Calcium oxalate crystals are insoluble in acetic acid, soluble in hydrochloric acid without evolution of gas; they deposit gypsum crystals in a solution of sulphuric acid.

C. Oil-Cells

a. Oil-Cells of Endolithic Lichens. Calcicolous immersed lichens are able to dissolve the lime of the substratum, and their hyphae penetrate more or less deeply into the rock. In some forms the entire thallus may thus be immersed, the fruits alone being visible on the surface of the stone. In two such species, Verrucaria calciseda and Petractis (Gyalecta) exanthematica, Steiner[788] detected peculiar sphaeroid or barrel-shaped cells that differed from the other hyphal cells of the thallus, not only in their form, but in their greenish-coloured contents. Similar cells were found by Zukal[789] in another immersed (endolithic) lichen, Verrucaria rupestris f. rosea. He describes them as roundish organs crowded on the hyphae and filled with a greenish shimmering protoplasm. He[790] found the same types of sphaeroid and other swollen cells in the immersed thallus of several calcicolous lichens and he finally determined the contents as fat in the form of oil. He found also that these fat-cells, though very frequent, were not constantly present even in the same species. His observations were confirmed by Hulth[791] for a number of allied crustaceous lichens that grow not only on limestone but on volcanic rocks. In them he found a like variety of fat-cells—intercalary or torulose cells, terminal sphaeroid cells and hyphae containing scattered oil-drops. Bachmann[792] followed with a study of the thallus of purely calcicolous lichens. The specialized oil-cells were fairly constant in the species he examined, and, as a rule, they were formed either in the tissues immediately below, or at some distance from, the gonidial zone. Fünfstück[793] has also published an account of various oil-cells in a large series of calcicolous lichens ([Fig. 117]).

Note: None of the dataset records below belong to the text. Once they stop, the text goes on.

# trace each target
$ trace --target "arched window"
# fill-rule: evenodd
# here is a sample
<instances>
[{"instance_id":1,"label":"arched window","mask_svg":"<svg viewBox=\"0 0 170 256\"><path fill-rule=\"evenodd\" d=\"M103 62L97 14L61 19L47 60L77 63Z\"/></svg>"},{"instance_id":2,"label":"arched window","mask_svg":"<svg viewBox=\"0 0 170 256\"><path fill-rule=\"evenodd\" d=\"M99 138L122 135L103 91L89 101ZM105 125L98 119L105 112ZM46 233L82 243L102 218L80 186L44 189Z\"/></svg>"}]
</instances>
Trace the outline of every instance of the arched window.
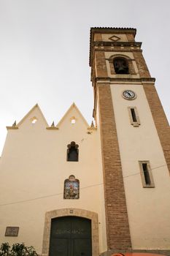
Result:
<instances>
[{"instance_id":1,"label":"arched window","mask_svg":"<svg viewBox=\"0 0 170 256\"><path fill-rule=\"evenodd\" d=\"M79 199L80 182L74 175L64 181L63 199Z\"/></svg>"},{"instance_id":2,"label":"arched window","mask_svg":"<svg viewBox=\"0 0 170 256\"><path fill-rule=\"evenodd\" d=\"M72 141L67 145L67 161L77 162L79 161L79 145L74 141Z\"/></svg>"},{"instance_id":3,"label":"arched window","mask_svg":"<svg viewBox=\"0 0 170 256\"><path fill-rule=\"evenodd\" d=\"M121 57L113 60L114 68L116 74L129 74L128 61Z\"/></svg>"}]
</instances>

Fig. 117. Lecidea immersa Ach. A, sphaeroid fat-cells from about 8 mm. below the surface × 550. B, oil-hyphae in process of emptying: a, sphaeroid cells containing oil; b, cells with oil-globules × 600 (after Fünfstück).

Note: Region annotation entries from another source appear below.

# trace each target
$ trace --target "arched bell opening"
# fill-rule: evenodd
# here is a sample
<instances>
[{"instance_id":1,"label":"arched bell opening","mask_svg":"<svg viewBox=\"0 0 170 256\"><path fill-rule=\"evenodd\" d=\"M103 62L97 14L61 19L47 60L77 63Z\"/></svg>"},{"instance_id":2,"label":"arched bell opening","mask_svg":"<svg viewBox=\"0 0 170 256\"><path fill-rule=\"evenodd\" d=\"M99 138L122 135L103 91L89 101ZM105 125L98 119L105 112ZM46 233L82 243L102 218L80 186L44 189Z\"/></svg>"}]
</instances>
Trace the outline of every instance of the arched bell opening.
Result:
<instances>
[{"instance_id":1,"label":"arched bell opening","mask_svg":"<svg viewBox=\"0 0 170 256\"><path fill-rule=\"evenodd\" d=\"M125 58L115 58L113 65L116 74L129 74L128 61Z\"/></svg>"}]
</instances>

The occurrence of oil-(or fat-)cells is not dependent on the presence of any particular alga as the gonidium of the lichen. Fünfstück[794] has described the immersed thallus of Opegrapha saxicola as one of those richest in fat-cells. The gonidia belong to the filamentous alga Trentepohlia umbrina and form a comparatively thin layer about 160µ thick near the upper surface; isolated algal branches may grow down to 350µ into the rock, while the fungal elements descend to 11·5 mm., and though the very lowest hyphae were without oil—as were those immediately beneath the gonidia—the interlying filaments, he found, were crowded with oil-cells. Sphaeroid terminal cells were not present.

Fünfstück[794] has re-examined the thallus of Petractis exanthematica, an almost wholly immersed lichen with a gelatinous gonidium, a species of Scytonema. The thallus is homoiomerous: the alga forms no special zone, it intermingles with the hyphae down to the very base of the thallus; the hyphae are extremely slender and at the base they measure only about 1µ in width. Oil-cells are abundant in the form of intercalary cells about 3-5µ in thickness. Nearer the surface sphaeroid cells are formed on short lateral outgrowths; they measure 14-16µ in diameter and occur in groups of 15 to 20. The superficial part of the thallus is a mere film; the hyphae composing it are slightly stouter and more thickly interwoven.